Medicare “LTC.” Nearly three out of four Americans who reach age 65 will need long-term care at some point in their lives, yet many may be unable to afford it because Medicare doesn’t cover it. Moreover, private long-term care insurance is often expensive and insufficient. For many households, the only option might be to “spend down” to poverty to qualify for Medicaid.

Harris and Walz should at least pledge to explore proposals for Medicare coverage of long-term care. While a detailed plan just a few weeks from Election Day is unrealistic, there is no shortage of scholarship and creative thinking about long-term care reform that deserves serious consideration.

Federal financial aid for Gen X students. Perhaps surprisingly, older students returning to school have few options for financial aid—especially if they’re working and hoping to take a class or two to improve their skills. America’s higher education system still assumes most postsecondary students are full-time students between 18 and 22, even though “nontraditional” students now make up the majority of learners.
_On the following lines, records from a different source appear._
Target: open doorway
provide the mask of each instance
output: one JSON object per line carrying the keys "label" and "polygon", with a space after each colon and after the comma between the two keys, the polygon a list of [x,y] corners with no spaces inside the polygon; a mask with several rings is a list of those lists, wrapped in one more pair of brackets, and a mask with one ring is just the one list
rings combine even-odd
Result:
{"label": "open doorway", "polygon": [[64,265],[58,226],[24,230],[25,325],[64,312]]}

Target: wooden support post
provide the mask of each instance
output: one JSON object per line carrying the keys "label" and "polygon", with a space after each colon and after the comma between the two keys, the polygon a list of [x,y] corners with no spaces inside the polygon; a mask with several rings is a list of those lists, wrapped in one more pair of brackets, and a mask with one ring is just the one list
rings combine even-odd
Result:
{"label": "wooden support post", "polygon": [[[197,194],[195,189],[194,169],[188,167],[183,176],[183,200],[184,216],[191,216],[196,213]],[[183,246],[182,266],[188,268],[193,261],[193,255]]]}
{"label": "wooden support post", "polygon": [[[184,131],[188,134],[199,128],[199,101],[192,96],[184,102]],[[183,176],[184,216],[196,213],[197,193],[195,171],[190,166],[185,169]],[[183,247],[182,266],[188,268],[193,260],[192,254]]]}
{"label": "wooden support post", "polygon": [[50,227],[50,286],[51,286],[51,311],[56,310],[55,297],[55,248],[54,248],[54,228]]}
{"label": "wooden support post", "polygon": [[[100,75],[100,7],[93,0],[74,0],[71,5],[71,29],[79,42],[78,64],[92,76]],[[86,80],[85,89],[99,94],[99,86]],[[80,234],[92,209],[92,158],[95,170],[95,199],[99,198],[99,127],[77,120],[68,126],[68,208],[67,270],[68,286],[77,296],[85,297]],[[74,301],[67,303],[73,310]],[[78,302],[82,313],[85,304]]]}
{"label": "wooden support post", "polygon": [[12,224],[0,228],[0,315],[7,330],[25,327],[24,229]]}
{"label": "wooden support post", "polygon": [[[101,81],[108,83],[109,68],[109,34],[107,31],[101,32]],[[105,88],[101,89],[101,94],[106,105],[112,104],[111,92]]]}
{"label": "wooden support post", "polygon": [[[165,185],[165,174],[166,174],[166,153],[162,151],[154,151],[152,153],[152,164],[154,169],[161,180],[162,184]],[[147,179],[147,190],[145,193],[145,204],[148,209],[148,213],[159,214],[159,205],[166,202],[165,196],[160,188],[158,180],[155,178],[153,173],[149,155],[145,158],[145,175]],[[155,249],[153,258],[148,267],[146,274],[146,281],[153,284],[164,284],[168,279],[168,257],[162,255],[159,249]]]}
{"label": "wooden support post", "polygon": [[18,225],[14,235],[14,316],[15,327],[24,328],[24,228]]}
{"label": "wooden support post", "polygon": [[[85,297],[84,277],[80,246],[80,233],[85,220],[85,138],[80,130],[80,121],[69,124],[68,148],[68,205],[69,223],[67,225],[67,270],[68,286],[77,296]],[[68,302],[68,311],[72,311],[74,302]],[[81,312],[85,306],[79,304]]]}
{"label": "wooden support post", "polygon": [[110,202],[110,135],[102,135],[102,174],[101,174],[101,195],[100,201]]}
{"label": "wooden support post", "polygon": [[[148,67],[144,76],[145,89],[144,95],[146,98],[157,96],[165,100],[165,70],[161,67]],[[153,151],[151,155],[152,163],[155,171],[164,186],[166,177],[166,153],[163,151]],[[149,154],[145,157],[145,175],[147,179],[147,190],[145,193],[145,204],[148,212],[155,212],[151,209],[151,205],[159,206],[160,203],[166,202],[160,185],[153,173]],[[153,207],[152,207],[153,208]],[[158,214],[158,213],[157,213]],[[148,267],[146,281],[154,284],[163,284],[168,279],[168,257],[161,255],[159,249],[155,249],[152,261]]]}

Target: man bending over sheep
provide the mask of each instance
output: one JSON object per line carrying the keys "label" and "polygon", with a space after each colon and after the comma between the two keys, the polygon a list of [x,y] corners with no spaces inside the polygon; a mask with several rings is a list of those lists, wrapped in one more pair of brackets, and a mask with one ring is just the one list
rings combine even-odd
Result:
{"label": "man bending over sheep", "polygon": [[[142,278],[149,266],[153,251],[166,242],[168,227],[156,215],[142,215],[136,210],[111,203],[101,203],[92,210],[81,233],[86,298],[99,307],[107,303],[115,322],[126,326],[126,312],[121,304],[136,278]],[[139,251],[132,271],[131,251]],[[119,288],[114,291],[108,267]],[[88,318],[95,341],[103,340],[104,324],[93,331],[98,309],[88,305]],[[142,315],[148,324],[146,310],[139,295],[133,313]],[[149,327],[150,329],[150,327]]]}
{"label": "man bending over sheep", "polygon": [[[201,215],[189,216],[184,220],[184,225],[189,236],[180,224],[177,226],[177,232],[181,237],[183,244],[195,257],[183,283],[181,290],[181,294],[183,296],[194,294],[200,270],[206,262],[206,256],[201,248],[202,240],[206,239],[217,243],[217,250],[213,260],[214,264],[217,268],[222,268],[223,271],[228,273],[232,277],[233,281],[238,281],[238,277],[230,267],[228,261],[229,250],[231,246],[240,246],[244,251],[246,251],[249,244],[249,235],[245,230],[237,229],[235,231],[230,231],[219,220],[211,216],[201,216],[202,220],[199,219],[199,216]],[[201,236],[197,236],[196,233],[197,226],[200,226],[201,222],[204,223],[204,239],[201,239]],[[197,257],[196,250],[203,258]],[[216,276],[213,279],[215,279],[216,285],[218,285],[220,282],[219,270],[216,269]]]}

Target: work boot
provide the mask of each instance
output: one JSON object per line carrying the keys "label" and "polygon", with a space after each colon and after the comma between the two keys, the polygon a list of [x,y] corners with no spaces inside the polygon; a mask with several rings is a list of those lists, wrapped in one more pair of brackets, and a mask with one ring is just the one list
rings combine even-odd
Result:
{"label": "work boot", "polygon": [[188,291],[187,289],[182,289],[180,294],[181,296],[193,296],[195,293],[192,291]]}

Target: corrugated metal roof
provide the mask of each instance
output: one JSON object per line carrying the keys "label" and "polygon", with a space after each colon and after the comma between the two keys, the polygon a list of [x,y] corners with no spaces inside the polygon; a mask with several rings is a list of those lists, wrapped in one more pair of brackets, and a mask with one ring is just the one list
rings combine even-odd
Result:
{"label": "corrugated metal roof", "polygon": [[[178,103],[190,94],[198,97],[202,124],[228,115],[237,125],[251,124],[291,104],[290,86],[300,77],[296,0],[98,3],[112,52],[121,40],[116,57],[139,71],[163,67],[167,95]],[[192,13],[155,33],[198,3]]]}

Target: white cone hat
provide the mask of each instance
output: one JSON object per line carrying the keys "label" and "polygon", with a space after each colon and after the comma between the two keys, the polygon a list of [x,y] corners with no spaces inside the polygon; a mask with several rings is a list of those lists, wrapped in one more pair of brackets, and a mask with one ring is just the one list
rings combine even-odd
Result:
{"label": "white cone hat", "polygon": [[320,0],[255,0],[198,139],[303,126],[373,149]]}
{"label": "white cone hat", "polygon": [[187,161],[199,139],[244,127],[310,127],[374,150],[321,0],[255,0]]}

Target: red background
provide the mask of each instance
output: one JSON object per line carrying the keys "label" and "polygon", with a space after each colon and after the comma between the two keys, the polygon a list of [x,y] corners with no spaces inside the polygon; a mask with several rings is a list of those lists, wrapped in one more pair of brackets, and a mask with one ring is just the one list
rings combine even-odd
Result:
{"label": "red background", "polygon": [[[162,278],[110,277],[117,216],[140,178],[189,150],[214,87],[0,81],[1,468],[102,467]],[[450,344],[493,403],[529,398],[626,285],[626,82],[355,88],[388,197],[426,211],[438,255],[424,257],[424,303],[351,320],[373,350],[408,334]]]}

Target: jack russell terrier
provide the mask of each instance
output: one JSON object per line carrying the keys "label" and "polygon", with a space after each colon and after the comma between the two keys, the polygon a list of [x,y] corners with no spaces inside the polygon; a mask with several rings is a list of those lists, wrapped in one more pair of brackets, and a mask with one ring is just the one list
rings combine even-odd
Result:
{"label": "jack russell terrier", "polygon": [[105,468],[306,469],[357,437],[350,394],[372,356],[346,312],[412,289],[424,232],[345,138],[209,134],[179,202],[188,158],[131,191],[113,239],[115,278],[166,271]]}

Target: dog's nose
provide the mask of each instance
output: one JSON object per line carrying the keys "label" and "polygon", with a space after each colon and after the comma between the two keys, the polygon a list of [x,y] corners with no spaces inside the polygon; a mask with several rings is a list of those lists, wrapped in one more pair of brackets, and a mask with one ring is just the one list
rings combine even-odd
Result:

Rapid technological change means that most workers will need to retool their skills over their careers. Federal policies should reflect that reality. This could mean ensuring that “free community college” programs include adult learners as well as recent high school graduates; opening the federal student loan program to working students enrolled less than part-time (provided they’re in an accredited program leading to an industry-recognized, in-demand credential); and expanding the federal Pell Grant program to high-quality short-term training programs (“workforce Pell”).

Yes, these ideas would cost money, but Harris also proposes raising the corporate tax rate to 28 percent and partially rolling back the 2017 Trump tax cuts that overwhelmingly favored billionaires like himself. A fairer tax code would help pay for a Gen X opportunity agenda and allow for any tweaks to the ideas proposed above. For example, a federal 401(k) match could be limited to workers earning $75,000 or less, and Medicare long-term care coverage could likewise be scaled to Americans’ financial needs.

Vice President Harris and Governor Walz deserve enormous credit for proposing an economic agenda that speaks to the middle class. As they flesh out their agenda, offering ideas to help their generational peers—Gen X—could prove to be good politics as well as good policy.